The ec Backend Model#

ec (the edge-containers-cli) is a thin wrapper around the tools that actually deploy and manage your services — git, kubectl, helm and argocd. The tool it drives is selected by a backend, set with the EC_CLI_BACKEND environment variable (or the ec -b/--backend option). There are three backends:

Backend

EC_CLI_BACKEND

Deploys via

Typical use

ArgoCD

ARGOCD (default)

A deployment repository reconciled by ArgoCD

Production continuous deployment

Kubernetes

K8S

helm directly against a cluster

Pure-Helm clusters with no ArgoCD

Demo

DEMO

An in-memory simulation

Trying out ec / running the tutorials offline

The available commands and options change per backend: when a command is not implemented for the selected backend it is dropped from ec --help entirely. So the output of ec --help reflects whichever backend is currently active.

export EC_CLI_BACKEND=K8S
ec --help        # shows only the commands the K8S backend implements

For the authoritative, per-command reference, see the edge-containers-cli documentation.

ARGOCD (default)#

This is the production continuous-deployment path used at DLS. The services repository describes IOC instances as Helm charts, but ec does not deploy them directly. Instead a companion deployment repository records which version of each service should be running, and ArgoCD — a Kubernetes-native tool that keeps a set of Helm charts in a git repository in sync with the cluster — continuously reconciles the cluster to match it.

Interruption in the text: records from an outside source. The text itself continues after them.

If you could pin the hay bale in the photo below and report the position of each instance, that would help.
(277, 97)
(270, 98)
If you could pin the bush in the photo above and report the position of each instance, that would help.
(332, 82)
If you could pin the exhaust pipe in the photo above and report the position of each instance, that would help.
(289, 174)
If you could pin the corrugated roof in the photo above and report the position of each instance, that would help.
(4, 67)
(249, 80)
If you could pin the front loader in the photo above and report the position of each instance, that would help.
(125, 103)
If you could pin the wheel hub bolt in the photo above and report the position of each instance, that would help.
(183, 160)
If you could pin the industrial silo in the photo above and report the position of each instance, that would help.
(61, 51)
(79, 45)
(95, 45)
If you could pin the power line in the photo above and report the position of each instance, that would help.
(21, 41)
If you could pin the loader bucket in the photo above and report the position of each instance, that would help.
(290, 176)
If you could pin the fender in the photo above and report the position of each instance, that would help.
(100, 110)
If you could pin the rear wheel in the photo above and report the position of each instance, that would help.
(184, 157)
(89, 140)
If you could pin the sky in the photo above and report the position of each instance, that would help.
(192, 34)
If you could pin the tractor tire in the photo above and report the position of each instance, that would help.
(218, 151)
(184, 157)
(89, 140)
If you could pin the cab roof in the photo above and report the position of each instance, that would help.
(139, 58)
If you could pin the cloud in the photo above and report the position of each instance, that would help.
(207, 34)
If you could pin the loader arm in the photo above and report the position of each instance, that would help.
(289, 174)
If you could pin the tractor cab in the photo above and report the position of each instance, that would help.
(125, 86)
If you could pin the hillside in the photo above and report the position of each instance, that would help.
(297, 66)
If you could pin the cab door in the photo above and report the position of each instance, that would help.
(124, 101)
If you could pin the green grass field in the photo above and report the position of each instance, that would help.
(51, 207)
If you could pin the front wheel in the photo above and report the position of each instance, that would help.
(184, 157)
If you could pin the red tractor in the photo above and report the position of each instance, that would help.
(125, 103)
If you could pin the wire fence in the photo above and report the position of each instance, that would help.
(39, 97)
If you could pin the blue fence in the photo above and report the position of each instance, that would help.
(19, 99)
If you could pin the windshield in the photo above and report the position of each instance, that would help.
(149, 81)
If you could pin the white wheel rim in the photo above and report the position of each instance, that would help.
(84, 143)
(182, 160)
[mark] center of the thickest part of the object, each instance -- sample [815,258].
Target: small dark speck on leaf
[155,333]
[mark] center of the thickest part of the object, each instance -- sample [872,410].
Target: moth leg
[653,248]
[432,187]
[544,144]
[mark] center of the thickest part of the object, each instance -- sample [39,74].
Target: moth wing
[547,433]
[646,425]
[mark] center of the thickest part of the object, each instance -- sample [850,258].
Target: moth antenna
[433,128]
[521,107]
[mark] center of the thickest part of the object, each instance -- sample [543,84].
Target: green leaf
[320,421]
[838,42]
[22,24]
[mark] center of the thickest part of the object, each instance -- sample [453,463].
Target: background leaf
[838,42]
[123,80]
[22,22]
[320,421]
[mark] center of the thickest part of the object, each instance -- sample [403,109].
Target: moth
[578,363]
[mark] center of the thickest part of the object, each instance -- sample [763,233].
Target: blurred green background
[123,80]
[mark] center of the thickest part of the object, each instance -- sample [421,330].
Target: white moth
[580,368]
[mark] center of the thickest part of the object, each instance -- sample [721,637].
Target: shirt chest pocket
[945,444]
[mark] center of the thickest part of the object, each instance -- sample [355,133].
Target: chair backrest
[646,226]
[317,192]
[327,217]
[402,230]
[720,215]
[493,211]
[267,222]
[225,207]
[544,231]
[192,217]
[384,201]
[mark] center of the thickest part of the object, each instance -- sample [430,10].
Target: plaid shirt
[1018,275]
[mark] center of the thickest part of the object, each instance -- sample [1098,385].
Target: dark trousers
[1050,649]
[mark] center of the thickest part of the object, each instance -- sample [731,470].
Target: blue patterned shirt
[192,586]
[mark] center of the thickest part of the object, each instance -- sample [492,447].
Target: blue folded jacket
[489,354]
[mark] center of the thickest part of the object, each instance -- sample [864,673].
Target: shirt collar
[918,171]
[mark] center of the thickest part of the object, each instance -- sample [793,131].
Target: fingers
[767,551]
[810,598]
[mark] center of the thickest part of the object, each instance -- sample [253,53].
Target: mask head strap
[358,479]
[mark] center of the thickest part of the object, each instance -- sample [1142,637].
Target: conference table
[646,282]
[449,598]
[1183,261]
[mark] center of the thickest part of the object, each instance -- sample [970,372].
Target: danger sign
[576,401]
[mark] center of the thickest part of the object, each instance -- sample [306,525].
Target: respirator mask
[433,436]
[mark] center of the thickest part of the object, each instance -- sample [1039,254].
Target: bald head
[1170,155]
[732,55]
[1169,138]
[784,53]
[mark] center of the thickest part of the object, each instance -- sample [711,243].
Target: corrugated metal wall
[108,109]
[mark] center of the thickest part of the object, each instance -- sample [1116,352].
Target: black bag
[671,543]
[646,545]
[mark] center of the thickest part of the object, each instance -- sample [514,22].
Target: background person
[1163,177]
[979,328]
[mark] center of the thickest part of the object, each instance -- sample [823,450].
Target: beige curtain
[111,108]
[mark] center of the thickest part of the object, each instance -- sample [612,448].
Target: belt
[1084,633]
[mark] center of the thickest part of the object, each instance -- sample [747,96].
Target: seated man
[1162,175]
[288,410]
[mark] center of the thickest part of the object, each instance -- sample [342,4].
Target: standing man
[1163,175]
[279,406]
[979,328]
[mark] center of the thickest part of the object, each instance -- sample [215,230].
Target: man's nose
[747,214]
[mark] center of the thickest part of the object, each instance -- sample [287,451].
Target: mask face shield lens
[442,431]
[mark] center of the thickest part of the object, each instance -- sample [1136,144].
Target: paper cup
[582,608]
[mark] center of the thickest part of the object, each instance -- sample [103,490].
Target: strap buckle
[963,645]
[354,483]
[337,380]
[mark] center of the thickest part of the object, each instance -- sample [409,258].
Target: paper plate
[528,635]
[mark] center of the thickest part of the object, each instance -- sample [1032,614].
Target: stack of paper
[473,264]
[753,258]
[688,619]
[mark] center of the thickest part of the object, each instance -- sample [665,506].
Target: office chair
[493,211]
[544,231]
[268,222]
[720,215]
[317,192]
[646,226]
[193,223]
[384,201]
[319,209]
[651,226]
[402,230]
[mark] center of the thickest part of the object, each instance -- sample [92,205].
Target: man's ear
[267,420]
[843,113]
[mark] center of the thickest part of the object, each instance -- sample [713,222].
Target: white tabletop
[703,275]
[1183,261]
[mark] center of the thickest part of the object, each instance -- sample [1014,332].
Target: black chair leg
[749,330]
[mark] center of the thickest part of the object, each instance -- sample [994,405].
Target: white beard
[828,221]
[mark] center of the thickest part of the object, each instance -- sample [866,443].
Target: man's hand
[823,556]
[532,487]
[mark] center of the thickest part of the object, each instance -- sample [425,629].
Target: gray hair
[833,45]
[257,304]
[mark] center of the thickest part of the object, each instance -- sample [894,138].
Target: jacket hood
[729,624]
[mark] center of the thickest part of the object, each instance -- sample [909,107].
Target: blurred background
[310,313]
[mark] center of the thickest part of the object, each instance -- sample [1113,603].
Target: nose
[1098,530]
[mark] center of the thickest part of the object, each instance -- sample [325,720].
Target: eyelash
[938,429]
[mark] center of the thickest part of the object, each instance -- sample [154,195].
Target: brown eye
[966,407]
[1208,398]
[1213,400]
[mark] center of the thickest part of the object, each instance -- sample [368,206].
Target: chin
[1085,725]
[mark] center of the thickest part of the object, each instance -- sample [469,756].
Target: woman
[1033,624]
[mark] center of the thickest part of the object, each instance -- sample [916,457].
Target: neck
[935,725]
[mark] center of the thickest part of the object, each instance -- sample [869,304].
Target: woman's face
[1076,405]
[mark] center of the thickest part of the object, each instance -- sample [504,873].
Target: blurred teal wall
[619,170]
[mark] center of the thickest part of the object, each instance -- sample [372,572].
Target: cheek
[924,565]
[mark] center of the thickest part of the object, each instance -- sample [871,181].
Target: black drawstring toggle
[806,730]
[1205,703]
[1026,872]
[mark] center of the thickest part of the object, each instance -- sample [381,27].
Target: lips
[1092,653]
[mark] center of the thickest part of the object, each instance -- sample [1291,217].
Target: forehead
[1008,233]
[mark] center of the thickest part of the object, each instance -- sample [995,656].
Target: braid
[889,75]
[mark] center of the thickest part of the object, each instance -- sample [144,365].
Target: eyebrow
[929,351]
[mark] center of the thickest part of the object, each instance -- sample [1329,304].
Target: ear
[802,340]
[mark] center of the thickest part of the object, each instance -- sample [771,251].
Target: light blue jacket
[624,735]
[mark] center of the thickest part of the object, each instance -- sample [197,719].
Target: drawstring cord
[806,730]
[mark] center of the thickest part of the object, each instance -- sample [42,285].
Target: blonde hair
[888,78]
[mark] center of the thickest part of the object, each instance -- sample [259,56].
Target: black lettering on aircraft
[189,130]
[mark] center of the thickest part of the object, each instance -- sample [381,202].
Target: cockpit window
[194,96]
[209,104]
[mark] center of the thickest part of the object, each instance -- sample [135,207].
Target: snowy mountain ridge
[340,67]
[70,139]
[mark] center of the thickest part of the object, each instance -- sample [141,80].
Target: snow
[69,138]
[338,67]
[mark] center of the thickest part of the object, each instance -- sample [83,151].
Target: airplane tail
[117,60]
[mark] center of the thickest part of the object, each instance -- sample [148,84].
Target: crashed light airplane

With this backend ec deploy <service> <version> works by committing the chosen version into the deployment repository; ArgoCD then rolls it out. Here EC_TARGET is app-namespace/root-app (the namespace hosting ArgoCD plus the name of the root app-of-apps Application).

K8S#

You are not required to use ArgoCD; the K8S backend uses Helm directly. ec adds version-management features on top of Helm that to some extent replicate ArgoCD’s ability to track versions, but without the git-driven audit trail.

With this backend EC_TARGET is simply the Kubernetes namespace to deploy into. ec deploy <service> [version] shallow-clones EC_SERVICES_REPO at the requested git tag and runs helm upgrade --install on the service’s chart; ec template and ec deploy-local operate on a local chart instead. Lifecycle commands map onto cluster operations — start/stop scale the StatefulSet, ec delete runs helm delete, and ec logs/ec exec/ec attach use kubectl.

DEMO#

The DEMO backend simulates a cluster in memory so you can explore the ec command set without any infrastructure. It is used by the introductory tutorials and for experimenting offline.